There are sixteen (16) sections in a Safety Data Sheet and must be in the same set order.
The original 9-section Canadian MSDS is replaced by the 16-section SDS. Most of the information from the traditional MSDS is still needed. Additional product details are also required, such as the product’s hazard classifications and a description of the most important symptoms resulted from exposure to the product.

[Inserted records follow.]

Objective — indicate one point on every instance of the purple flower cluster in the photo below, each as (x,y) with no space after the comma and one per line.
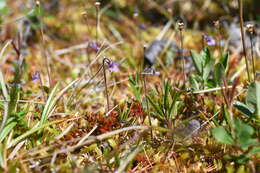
(94,46)
(150,71)
(209,40)
(36,76)
(113,67)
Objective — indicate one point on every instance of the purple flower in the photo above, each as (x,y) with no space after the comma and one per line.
(150,71)
(113,67)
(94,46)
(36,76)
(209,40)
(142,26)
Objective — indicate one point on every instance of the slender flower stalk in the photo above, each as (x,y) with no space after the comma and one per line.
(35,78)
(148,71)
(181,28)
(240,2)
(147,105)
(217,26)
(47,63)
(112,67)
(250,29)
(97,4)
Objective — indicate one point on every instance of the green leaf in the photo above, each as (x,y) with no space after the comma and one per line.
(255,150)
(244,134)
(157,108)
(244,108)
(219,73)
(6,130)
(197,61)
(2,4)
(208,63)
(194,83)
(253,97)
(221,135)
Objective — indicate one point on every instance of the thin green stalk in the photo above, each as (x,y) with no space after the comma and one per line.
(105,60)
(182,57)
(240,2)
(47,63)
(97,4)
(147,105)
(252,56)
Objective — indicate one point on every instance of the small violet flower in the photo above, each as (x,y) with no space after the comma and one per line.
(36,76)
(150,71)
(142,26)
(94,46)
(113,67)
(209,40)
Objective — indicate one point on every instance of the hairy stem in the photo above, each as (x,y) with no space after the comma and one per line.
(240,2)
(105,60)
(252,56)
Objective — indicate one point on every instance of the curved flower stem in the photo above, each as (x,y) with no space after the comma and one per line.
(147,105)
(240,2)
(252,56)
(106,60)
(97,4)
(183,60)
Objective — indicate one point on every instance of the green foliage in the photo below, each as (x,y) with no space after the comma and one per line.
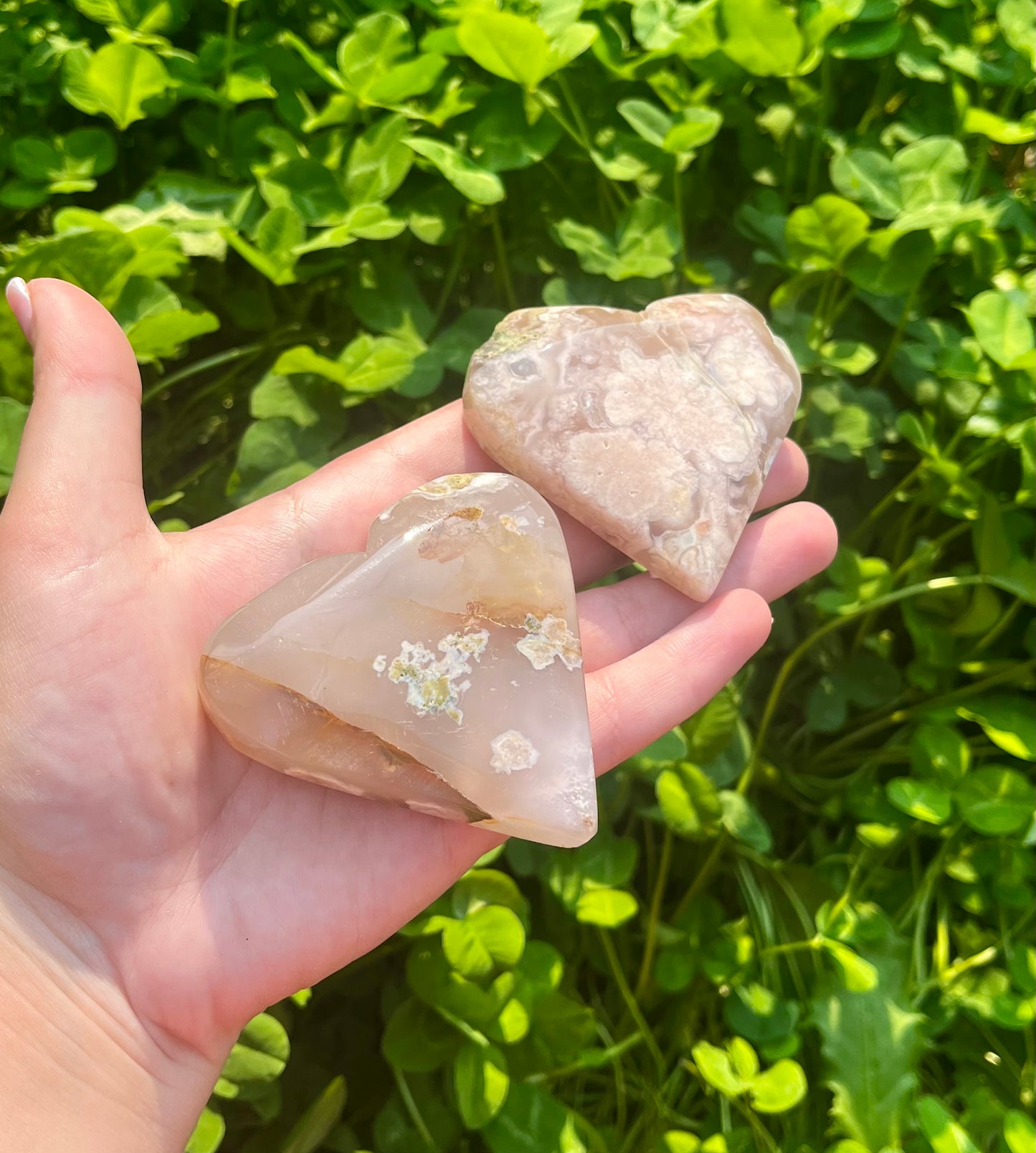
(808,916)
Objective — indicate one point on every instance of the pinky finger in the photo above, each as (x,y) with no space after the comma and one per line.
(635,700)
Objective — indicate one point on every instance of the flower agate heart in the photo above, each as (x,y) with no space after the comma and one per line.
(440,670)
(655,429)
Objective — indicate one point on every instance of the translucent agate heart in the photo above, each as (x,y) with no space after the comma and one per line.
(656,429)
(440,669)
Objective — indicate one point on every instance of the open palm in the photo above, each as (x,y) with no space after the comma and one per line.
(150,870)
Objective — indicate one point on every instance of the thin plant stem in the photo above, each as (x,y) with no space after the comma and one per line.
(203,366)
(450,280)
(892,348)
(655,912)
(901,715)
(938,585)
(631,1001)
(678,203)
(503,263)
(229,41)
(703,876)
(411,1106)
(886,502)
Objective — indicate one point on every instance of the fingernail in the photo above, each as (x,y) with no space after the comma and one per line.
(21,305)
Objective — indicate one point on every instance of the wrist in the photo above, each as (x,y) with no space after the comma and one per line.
(77,1068)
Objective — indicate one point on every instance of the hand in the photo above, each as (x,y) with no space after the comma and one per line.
(157,888)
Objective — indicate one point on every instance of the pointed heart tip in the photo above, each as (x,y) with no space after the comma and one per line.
(440,670)
(655,429)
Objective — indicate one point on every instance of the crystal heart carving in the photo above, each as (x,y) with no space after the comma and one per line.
(440,669)
(656,429)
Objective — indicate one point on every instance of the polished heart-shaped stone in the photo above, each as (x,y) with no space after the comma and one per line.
(440,669)
(656,429)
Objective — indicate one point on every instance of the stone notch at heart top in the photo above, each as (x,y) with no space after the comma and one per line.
(655,429)
(440,670)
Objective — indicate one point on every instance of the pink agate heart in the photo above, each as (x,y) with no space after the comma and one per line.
(655,429)
(440,670)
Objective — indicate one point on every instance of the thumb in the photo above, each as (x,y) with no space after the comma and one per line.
(77,480)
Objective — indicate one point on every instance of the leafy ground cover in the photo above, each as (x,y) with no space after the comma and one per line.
(808,918)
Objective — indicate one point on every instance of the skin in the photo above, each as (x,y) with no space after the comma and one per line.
(157,888)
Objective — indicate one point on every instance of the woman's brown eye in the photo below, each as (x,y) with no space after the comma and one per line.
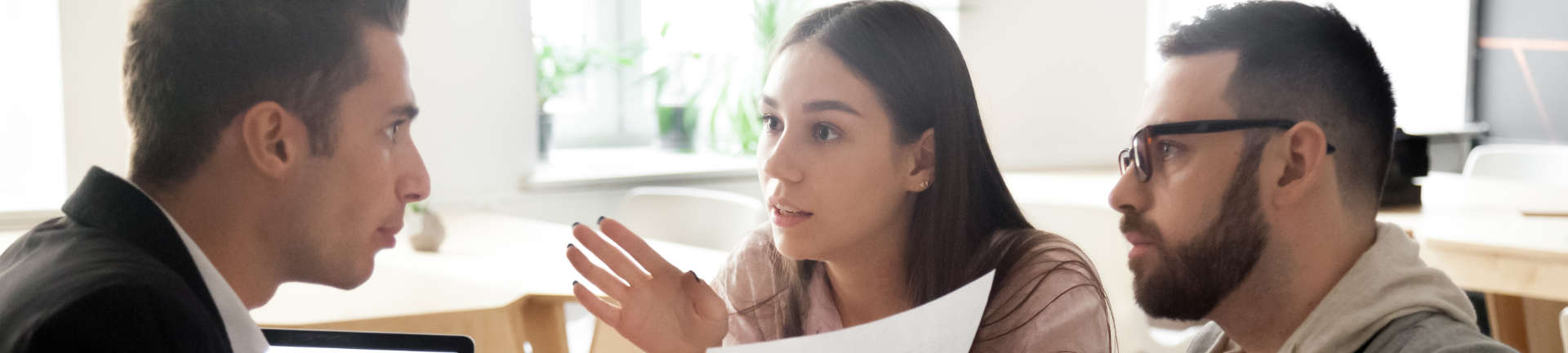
(770,123)
(825,134)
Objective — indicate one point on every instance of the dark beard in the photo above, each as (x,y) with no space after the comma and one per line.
(1189,281)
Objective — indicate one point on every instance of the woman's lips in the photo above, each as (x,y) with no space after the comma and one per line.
(784,217)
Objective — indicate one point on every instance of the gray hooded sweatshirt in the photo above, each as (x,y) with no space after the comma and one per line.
(1388,302)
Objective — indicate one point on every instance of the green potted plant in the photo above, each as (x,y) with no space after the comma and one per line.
(737,105)
(552,68)
(675,99)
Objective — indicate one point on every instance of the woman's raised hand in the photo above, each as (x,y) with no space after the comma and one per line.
(662,310)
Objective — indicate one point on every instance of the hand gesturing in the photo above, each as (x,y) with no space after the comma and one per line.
(661,310)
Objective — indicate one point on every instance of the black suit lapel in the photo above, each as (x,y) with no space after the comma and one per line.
(109,203)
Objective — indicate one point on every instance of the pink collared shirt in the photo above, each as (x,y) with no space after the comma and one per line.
(1049,302)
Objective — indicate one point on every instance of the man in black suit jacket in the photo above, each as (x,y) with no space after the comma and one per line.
(270,145)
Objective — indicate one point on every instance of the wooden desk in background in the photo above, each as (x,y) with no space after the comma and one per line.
(499,279)
(1479,233)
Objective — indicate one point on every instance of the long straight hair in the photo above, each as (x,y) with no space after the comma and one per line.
(966,223)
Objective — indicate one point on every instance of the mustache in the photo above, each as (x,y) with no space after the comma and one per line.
(1136,221)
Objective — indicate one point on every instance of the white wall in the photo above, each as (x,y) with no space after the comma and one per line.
(30,105)
(93,51)
(470,65)
(1058,82)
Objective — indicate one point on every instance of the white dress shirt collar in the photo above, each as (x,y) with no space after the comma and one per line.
(245,336)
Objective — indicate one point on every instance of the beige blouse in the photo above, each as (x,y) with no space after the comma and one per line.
(1051,300)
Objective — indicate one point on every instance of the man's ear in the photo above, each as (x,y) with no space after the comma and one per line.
(1307,156)
(924,167)
(272,137)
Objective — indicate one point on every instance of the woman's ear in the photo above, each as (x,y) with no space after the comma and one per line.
(921,176)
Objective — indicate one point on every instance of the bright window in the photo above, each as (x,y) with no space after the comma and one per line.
(640,59)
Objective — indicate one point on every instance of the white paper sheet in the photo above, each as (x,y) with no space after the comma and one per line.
(944,325)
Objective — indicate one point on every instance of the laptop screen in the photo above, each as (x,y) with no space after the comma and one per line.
(315,341)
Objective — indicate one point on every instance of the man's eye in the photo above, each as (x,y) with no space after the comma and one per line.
(1167,150)
(394,129)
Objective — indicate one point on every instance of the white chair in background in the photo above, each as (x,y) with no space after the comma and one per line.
(1562,324)
(698,217)
(1535,163)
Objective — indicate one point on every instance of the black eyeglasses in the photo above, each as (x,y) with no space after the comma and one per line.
(1138,153)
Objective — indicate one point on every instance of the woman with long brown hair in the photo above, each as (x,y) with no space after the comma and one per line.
(883,195)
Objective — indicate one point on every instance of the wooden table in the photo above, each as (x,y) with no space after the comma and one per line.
(1501,239)
(499,279)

|1: Identification||Provides the name of the product, supplier information and recommended use and restrictions on use.|
|2: Hazard Identification||Lists the hazard classification (class and category) of the substance or mixture or a description of the identified hazard.|
|3: Composition / Information on Ingredients||Lists the chemical name, common name and synonyms and concentration of ingredients or mixtures.|
|4: First-aid Measures||Explains the first-aid measures by route of exposure: inhalation, skin contact, eye contact, and ingestion. As well as most the important symptoms/effects.|
|5: Fire-fighting Measures||Lists the specific hazards arising from the hazardous product and how to safely extinguish. Lists specific precautions for fire fighters.|
|6: Accidental Release Measures||Describes personal precautions, protective equipment and emergency procedures and methods/materials for containment and clean up.|
|7: Handling and Storage||Lists the precautions for safe handling, conditions for storage, including any incompatibilities.|
|8: Exposure Controls / Personal Protection||Deals with appropriate engineering controls and individual protection measures (PPE).|
|9: Physical and Chemical Properties||Describes the product’s physical characteristics such as whether it is a gas, a liquid, or a solid, its colour and appearance, its pH melting/freezing point and range, flashpoint, and upper and lower flammable or explosive limits.|
|10: Stability and Reactivity||Describes the product’s reactivity, possibility of hazardous reactions, conditions to avoid, and incompatible materials.|
|11: Toxicological Information||Provides complete description of the various toxic health effects by route of entry, including effects of acute (short term) or chronic (long term) exposure, carcinogenicity, reproductive efforts, respiratory sensitization and the data used to identify those effects.|
|12: Ecological Information||Lists other adverse effects: aquatic and terrestrial toxicity (where available).|
|13: Disposal Considerations||Deals with information on the safe handling for disposal and methods of disposal, including waste packaging.|
|14: Transport Information||Provides shipping labeling and special precautions.|
|15: Regulatory Information||Lists the safety, health and environmental regulations specific to the product.|
|16: Other Information||Provides the date of the latest revision of the SDS.|
Sections 12 to 15 require the headings to be present, but under Canadian regulations, the supplier has the option to not provide information in these sections.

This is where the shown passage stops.